Hmmm. There was an answer with a list comprehension here, but it's disappeared.

Here:

 [i for i,x in enumerate(testlist) if x == 1]

Example:

>>> testlist
[1, 2, 3, 5, 3, 1, 2, 1, 6]
>>> [i for i,x in enumerate(testlist) if x == 1]
[0, 5, 7]

Update:

Okay, you want a generator expression, we'll have a generator expression. Here's the list comprehension again, in a for loop:

>>> for i in [i for i,x in enumerate(testlist) if x == 1]:
...     print i
... 
0
5
7

Now we'll construct a generator...

>>> (i for i,x in enumerate(testlist) if x == 1)
<generator object at 0x6b508>
>>> for i in (i for i,x in enumerate(testlist) if x == 1):
...     print i
... 
0
5
7

and niftily enough, we can assign that to a variable, and use it from there...

>>> gen = (i for i,x in enumerate(testlist) if x == 1)
>>> for i in gen: print i
... 
0
5
7

And to think I used to write FORTRAN.

What about the following?

print testlist.index(element)

If you are not sure whether the element to look for is actually in the list, you can add a preliminary check, like

if element in testlist:
    print testlist.index(element)

or

print(testlist.index(element) if element in testlist else None)
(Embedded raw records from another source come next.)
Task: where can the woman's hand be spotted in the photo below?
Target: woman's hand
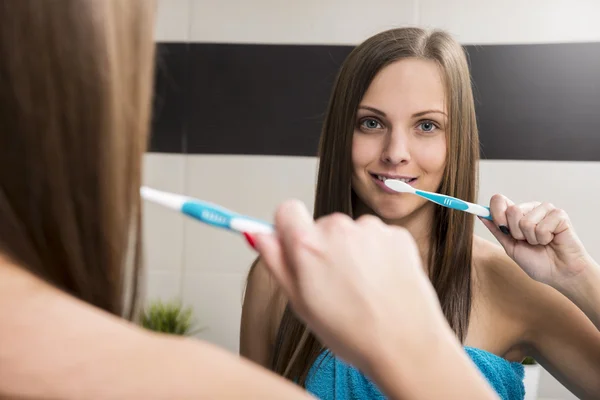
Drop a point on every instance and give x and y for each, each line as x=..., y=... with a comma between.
x=540, y=239
x=361, y=289
x=356, y=283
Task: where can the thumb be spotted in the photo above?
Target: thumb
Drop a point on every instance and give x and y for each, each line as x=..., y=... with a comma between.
x=505, y=240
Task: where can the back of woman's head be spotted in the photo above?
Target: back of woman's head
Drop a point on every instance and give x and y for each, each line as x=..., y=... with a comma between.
x=75, y=88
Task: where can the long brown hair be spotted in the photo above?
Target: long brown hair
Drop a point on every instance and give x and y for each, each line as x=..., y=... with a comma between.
x=452, y=234
x=75, y=91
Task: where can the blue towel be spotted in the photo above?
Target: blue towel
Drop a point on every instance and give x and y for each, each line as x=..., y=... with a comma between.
x=331, y=379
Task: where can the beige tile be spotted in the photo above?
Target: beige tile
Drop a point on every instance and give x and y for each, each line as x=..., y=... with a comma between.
x=163, y=228
x=252, y=185
x=217, y=302
x=306, y=22
x=161, y=285
x=513, y=21
x=573, y=186
x=172, y=21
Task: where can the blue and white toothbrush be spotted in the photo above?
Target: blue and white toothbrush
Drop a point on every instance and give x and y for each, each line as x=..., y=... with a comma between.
x=441, y=199
x=208, y=213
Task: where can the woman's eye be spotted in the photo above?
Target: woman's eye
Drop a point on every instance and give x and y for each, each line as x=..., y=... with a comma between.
x=427, y=126
x=371, y=123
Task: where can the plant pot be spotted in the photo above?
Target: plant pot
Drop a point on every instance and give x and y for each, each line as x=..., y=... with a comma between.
x=532, y=381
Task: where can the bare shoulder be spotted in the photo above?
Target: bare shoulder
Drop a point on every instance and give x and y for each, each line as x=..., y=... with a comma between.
x=262, y=310
x=534, y=305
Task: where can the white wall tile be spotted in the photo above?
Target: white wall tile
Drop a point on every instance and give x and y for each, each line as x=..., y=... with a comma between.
x=163, y=285
x=573, y=186
x=513, y=21
x=163, y=228
x=172, y=21
x=217, y=302
x=307, y=21
x=251, y=185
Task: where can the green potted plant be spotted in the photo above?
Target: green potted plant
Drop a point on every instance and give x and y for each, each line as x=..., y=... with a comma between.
x=532, y=378
x=168, y=317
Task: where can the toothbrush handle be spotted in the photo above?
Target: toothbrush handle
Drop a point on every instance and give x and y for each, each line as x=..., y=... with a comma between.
x=457, y=204
x=208, y=213
x=223, y=218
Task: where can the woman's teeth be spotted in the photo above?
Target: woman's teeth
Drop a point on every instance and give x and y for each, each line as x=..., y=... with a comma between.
x=383, y=179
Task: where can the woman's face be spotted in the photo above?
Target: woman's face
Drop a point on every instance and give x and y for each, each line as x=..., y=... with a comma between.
x=400, y=133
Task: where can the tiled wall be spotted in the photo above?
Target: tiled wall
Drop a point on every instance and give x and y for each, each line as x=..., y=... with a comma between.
x=207, y=267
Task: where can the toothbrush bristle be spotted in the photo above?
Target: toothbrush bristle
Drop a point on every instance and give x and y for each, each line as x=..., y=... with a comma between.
x=250, y=240
x=398, y=185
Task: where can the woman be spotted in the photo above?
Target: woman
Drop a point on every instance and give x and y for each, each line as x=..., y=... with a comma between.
x=402, y=107
x=75, y=89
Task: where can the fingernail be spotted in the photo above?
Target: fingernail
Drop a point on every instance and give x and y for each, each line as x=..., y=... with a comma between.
x=250, y=240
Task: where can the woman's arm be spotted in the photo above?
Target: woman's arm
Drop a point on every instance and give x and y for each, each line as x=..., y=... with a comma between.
x=584, y=290
x=361, y=288
x=541, y=241
x=262, y=309
x=54, y=346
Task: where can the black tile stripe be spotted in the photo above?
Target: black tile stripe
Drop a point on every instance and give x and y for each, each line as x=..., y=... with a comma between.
x=534, y=102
or the "pythonic way", which I don't like so much because code is less clear, but sometimes is more efficient,

try:
    print testlist.index(element)
except ValueError:
    pass

Use enumerate:

testlist = [1,2,3,5,3,1,2,1,6]
for position, item in enumerate(testlist):
    if item == 1:
        print position

for i in xrange(len(testlist)):
  if testlist[i] == 1:
    print i

xrange instead of range as requested (see comments).